There’s a lot of documentaries out about famous people, but not so many new ones about actors – perhaps that’s why “Harry Dean Stanton: Partly Fiction” caught my eye.

I’ve always been intrigued as to why some actors stand out and some don’t. With a long-time professional actor like Stanton, you get a tiny glimpse into what makes him so good.

The doc is unusual – it is mostly set in Stanton’s home with several photos of family and (famous) friends. It also shows Stanton hanging out at the hip Hollywood spot Dan Tana’s, or riding in a car – there’s lots of riding in a car. There are questions from the director and friends he’s worked with – with what seems to be many times, songs for the answers. Like when director Sophie Huber asks Stanton, “Do you think you give something away by talking about yourself?” and Stanton starts singing “Blue Bayou.”

Then he lights up a cigarette and says, “Do I have any lines? How about doing nothing?”

But Stanton, as much as he insists he doesn’t do anything special, is shown doing just the opposite in such film clips from “Paris, Texas,” “Cisco Pike,” and “The Straight Story.”

Notable people like director Wim Wenders sit in his living room and speak of him in awe, how Stanton needs to protect the “personal things” in himself while he’s acting.

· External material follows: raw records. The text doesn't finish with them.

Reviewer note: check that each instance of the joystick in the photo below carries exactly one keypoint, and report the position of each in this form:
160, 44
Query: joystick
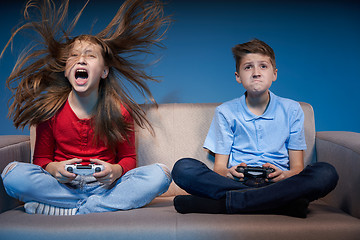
80, 169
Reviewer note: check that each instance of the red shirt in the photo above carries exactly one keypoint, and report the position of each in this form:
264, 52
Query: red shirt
65, 136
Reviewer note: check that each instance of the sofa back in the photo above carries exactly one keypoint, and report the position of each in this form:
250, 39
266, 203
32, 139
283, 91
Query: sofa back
179, 131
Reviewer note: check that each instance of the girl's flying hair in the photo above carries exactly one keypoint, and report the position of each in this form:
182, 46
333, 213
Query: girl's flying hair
38, 82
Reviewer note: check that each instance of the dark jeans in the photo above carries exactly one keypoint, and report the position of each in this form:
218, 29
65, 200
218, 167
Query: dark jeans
314, 182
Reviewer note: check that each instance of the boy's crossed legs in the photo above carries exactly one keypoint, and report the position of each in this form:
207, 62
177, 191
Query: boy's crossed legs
213, 193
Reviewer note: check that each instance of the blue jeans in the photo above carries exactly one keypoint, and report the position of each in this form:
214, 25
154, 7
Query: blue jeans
314, 182
136, 188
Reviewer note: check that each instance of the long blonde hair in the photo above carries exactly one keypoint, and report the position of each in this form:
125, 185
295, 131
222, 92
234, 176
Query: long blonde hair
38, 82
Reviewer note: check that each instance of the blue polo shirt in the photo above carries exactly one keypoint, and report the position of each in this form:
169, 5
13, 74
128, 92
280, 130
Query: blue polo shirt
257, 140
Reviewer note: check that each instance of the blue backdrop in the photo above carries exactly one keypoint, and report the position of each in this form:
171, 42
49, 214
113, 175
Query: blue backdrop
317, 47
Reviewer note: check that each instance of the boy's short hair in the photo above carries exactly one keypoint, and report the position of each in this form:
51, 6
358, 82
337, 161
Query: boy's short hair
254, 46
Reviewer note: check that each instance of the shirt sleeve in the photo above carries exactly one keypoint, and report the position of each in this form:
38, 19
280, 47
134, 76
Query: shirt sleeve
126, 153
220, 136
44, 144
296, 139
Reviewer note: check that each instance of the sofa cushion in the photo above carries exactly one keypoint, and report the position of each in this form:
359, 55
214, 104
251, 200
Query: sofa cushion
159, 220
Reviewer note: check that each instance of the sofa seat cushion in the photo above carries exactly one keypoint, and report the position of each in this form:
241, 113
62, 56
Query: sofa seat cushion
159, 220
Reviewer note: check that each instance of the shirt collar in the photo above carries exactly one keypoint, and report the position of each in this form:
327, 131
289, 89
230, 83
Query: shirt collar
268, 114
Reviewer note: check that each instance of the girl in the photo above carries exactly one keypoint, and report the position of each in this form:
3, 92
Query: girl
69, 90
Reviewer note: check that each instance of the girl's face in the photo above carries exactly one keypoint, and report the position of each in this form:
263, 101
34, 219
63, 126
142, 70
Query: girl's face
85, 67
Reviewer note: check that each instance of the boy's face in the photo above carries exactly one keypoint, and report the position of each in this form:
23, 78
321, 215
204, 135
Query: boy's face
256, 74
85, 67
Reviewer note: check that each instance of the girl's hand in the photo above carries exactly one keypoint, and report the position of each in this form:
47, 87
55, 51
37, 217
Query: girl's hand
110, 174
233, 174
58, 171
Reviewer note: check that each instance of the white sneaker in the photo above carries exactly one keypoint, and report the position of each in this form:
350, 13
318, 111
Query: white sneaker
41, 208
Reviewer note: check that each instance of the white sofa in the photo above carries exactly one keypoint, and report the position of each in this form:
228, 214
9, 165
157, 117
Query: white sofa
180, 130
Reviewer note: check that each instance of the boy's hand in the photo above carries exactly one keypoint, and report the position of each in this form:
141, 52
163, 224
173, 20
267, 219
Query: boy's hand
277, 175
233, 174
110, 174
58, 171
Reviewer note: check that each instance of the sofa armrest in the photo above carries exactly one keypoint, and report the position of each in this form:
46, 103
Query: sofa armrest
342, 150
12, 148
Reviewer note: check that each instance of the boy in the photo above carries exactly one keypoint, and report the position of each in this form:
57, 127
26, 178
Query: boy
259, 129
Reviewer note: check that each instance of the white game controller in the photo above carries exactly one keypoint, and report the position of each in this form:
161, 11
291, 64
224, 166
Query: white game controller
84, 169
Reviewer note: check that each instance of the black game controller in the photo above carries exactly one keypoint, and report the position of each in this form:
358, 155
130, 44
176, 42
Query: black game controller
255, 176
84, 169
255, 172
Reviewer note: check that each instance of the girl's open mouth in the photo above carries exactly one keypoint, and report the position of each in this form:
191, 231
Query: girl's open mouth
81, 76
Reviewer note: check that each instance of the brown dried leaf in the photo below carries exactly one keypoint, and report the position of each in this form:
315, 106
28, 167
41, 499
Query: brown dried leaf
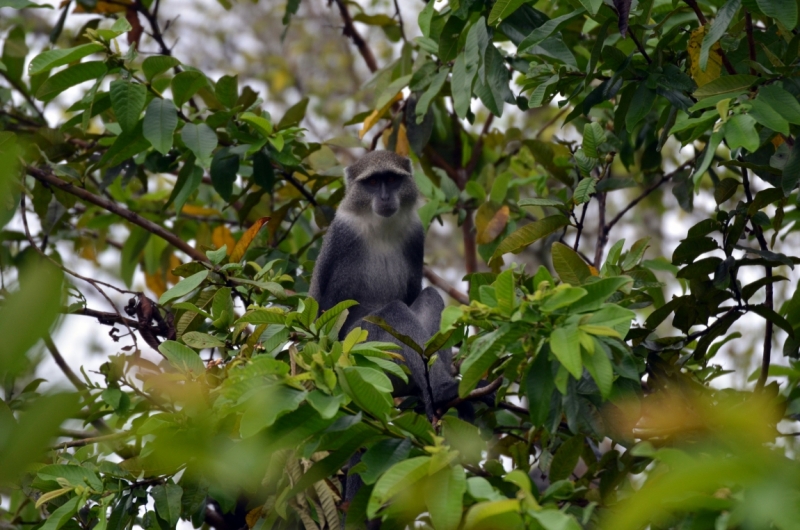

Then you see Stanton in a clip of “Alien,” and it’s an awesome scene – he is looking for the ship’s cat, while constantly glancing upward – it makes you almost jump out of your skin to watch him, knowing that the alien is somewhere nearby.

David Lynch and Stanton chummily smoke cigarettes together and talk about how many films they’ve done (six), while Lynch wonders at how many films Stanton has been in (over 200), relating that in all the films, “You see many different characters – he’s got this innocence and naturalness that’s really rare.”

And it’s what Stanton does between the lines too, like in the film “The Straight Story,” when he reacts without words to another character’s reply – first, almost a laugh of disbelief, then realization, then he becomes teary-eyed, all within a few moments. It’s a stunning performance and utterly believable.

Huber goes through Stanton’s life from the beginning to the present – how Stanton was born in Kentucky, brought up during the Depression and how he entered the Navy in WWII, where he was involved in the battle in Okinawa.

Did Stanton ever want to get married? No, he proposed a few times — “thank God they said no,” and “may” have a few kids by a few different women.

There are more clips – the cult favorite “Repo Man,” with Emilio Estevez; “Cool Hand Luke,” with Paul Newman; and “Missouri Breaks,” with Jack Nicholson and Marlon Brando. More glimpses of what good acting is (“just not saying anything is already a powerful thing” he relates).

And there are some surprises – he lived with Rebecca DeMornay for a year and-a-half, until she left him for Tom Cruise (“I was heartbroken. I didn’t commit, I was a womanizer”), Deborah Harry wrote a song about him (”I Want that Man”), he lived with Jack Nicholson (“That was a trip. That was right before he did ‘Easy Rider.’ It was never boring!”) plus Kris Kristofferson reminisces how Stanton helped him ace his first screen test.

Although Stanton downplays his acting talents, his assistant Logan Sparks asserts, “The truth is, he tried his whole life – he’s still trying.”

His main regret seems to be, as he goes through various folk songs and plays the harmonica, is that he didn’t do more with his music interests. Yet it’s hard to think of anyone having a more full life than Stanton.

There are still questions left about what makes Stanton a long-time favorite, after so many others in his generation of actors have crashed, burned, or simply gave up. Perhaps it’s best answered in the film “Cisco Pike” when Kristofferson’s character says to Stanton’s, “It ain’t your G-dam body they’re after, man. It’s your soul.”